TEMPO.CO, Jakarta - Balai Konservasi Sumber Daya Alam (BKSDA) Kalimantan Barat, Seksi Konservasi Wilayah I Ketapang dan IAR Indonesia kembali melepasliarkan satu orangutan dewasa berumur 20 tahun di kawasan Taman Nasional Gunung Palung, Kabupaten Ketapang.
"Orangutan tersebut dilepasliarkan setelah sebulan menjalani masa pemulihan dengan kondisi mata kiri mengalami kebutaan. Orangutan ini merupakan korban Karhutla 2019," kata Direktur Program IAR Indonesia, Karmele L Sanchez dalam keterangan tertulisnya di Pontianak, Selasa, 12 November 2019.
Ia menjelaskan, diperlukan waktu sekitar 12 jam menggunakan kendaraan dan jalan kaki menuju titik pelepasan. "Hingga saat ini tercatat sudah sebanyak 15 orangutan dilepasliarkan di Gunung Tarak sejak 2014," katanya.
Ia menambahkan, guna memastikan kondisi orangutan itu selamat dan mampu melanjutkan hidupnya, pihaknya menempatkan tim patroli dan monitoring yang telah berada di sana sebagai bagian dari prosedur yang ditetapkan IAR Indonesia dalam program pelepasliaran orangutan.
"Meskipun salah satu matanya mengalami kebutaan, kami yakin bahwa hal tersebut tidak akan mengurangi kemampuannya untuk bertahan hidup, karena orangutan dikenal sebagai satwa cerdas dengan tingkat kemampuan adaptasi yang tinggi," katanya.
Manager Survey, Release, dan Monitoring IAR Indonesia, Argitoe Ranting menyatakan, sebelumnya pihaknya juga pernah melepaskan orangutan yang satu kakinya lumpuh akibat peluru pada 2016 di kawasan Hutan Lindung Gunung Tarak.
"Setelah dipantau beberapa bulan, terbukti orangutan itu mampu bertahan hidup dengan normal walaupun salah satu kakinya lumpuh akibat ada belasan peluru yang beberapa di antaranya mengenai saraf tulang belakangnya," ujar .
Karena itu, kata dia, orangutan dengan satu mata tidak akan berpengaruh banyak dalam kemampuan bertahan hidupnya karena kemampuan adaptasi cukup bagus di alam liar. "Kami yakin Junai (nama orangutan itu) akan baik-baik saja dan senang dengan rumah barunya ini," katanya.
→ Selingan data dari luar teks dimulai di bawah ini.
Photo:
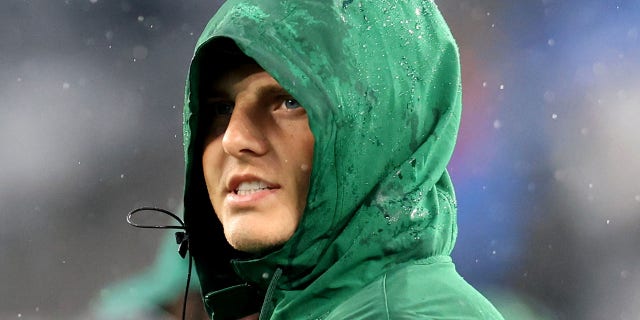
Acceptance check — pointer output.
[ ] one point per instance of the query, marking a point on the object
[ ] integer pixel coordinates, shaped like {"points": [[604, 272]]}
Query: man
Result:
{"points": [[317, 136]]}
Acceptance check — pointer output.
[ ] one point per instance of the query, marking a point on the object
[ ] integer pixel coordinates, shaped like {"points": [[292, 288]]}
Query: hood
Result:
{"points": [[380, 82]]}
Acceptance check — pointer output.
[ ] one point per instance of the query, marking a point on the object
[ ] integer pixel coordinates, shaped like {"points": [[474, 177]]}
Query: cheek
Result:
{"points": [[210, 165]]}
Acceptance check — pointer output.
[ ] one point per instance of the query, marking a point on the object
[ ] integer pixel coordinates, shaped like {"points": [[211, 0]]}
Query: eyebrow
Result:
{"points": [[263, 91]]}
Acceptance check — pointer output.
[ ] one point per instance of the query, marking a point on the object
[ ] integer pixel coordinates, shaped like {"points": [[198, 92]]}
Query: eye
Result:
{"points": [[291, 104], [222, 108]]}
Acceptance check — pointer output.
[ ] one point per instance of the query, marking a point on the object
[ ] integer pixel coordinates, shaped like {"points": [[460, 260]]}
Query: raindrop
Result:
{"points": [[140, 52]]}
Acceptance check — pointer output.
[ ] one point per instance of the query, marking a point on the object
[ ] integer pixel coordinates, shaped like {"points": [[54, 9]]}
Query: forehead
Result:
{"points": [[230, 79]]}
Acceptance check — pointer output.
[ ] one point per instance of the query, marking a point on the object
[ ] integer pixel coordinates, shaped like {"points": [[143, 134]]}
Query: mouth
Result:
{"points": [[250, 187]]}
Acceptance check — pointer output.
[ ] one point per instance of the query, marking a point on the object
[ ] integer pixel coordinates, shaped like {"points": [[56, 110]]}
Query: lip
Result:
{"points": [[237, 201], [236, 180]]}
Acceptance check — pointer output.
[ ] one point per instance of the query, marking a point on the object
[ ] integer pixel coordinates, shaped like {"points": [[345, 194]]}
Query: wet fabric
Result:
{"points": [[380, 82]]}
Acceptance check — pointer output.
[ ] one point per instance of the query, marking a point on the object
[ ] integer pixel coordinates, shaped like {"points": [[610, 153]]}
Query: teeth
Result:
{"points": [[251, 187]]}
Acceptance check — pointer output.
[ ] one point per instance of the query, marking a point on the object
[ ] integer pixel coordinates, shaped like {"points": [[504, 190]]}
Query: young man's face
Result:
{"points": [[257, 159]]}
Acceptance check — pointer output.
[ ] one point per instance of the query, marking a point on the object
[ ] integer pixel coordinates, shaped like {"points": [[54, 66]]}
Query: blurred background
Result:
{"points": [[547, 166]]}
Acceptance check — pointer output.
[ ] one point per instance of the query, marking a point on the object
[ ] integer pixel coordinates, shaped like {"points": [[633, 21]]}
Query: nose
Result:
{"points": [[245, 135]]}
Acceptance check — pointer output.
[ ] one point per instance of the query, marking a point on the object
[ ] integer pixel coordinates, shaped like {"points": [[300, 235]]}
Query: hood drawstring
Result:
{"points": [[182, 239], [268, 305]]}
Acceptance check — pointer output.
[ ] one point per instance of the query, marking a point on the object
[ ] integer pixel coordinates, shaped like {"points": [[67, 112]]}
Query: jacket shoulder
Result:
{"points": [[419, 290]]}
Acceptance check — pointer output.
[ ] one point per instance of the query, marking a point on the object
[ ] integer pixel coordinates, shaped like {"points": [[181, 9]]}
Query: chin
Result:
{"points": [[254, 243]]}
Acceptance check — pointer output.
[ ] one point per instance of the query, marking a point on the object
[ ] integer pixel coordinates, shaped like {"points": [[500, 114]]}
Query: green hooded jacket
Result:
{"points": [[380, 82]]}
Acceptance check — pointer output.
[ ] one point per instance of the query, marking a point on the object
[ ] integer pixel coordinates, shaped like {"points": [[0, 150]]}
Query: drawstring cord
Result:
{"points": [[182, 239], [267, 305]]}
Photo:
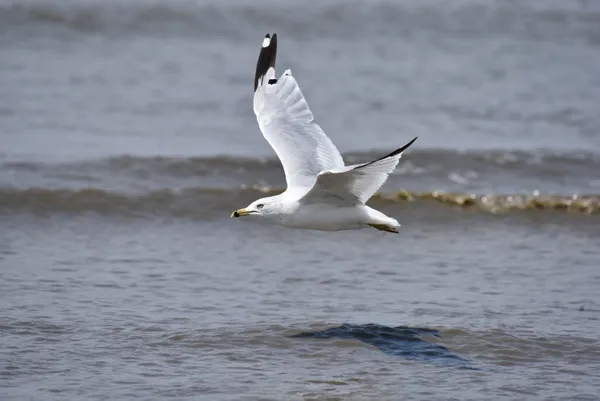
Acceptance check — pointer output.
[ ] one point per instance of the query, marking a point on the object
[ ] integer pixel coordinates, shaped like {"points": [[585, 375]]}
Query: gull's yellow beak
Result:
{"points": [[240, 212]]}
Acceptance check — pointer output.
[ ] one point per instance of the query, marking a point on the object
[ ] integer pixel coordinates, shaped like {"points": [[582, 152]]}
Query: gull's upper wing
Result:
{"points": [[287, 123], [354, 184]]}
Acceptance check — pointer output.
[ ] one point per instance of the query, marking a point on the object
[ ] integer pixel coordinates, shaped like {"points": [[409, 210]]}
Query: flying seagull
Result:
{"points": [[322, 193]]}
Kepala BKSDA Kalbar, Sadtata Noor menyatakan, sebagai penggiat konservasi, maka mempunyai satu pekerjaan rumah, yakni membangun pola pikir masyarakat untuk lebih peduli pada hutan, ekosistem dan satwa liar.
"Kerja-kerja konservasi sudah banyak dilakukan, tapi penganiayaan terhadap satwa liar masih saja terus berlangsung. Penyelamatan satwa liar sudah sering dilakukan, namun itu tidak akan pernah cukup selama kita tidak mampu mengubah pola pikir masyarakat dan generasi muda untuk lebih ramah pada satwa liar," katanya.
Hal senada juga diakui oleh, Kepala Dinas Kehutanan Kalbar, Untad Dharmawan. "Pelepasliaran satwa liar ke habitat aslinya pada dasarnya bertujuan untuk menjaga keseimbangan ekologis pada suatu ekosistem dalam hal ini adalah ekosistem hutan," katanya.
Orangutan sebagai salah satu satwa langka yang dilindungi merupakan satwa khas bumi Kalimantan yang saat ini kehidupannya terancam punah akibat berbagai macam tekanan terhadap keberadaan hutan sebagai habitat kehidupan mereka.
"Tekanan berupa deforestasi, desertifikasi, overeksploitasi hutan, kebakaran hutan dan ditambah lagi perburuan liar semakin mengancam keberadaan orangutan," ujarnya.
Dia mengapresiasi IAR Indonesia yang terus berupaya menyelamatkan, merawat, merehabilitasi dan melepasliarkan orangutan ke habitatnya.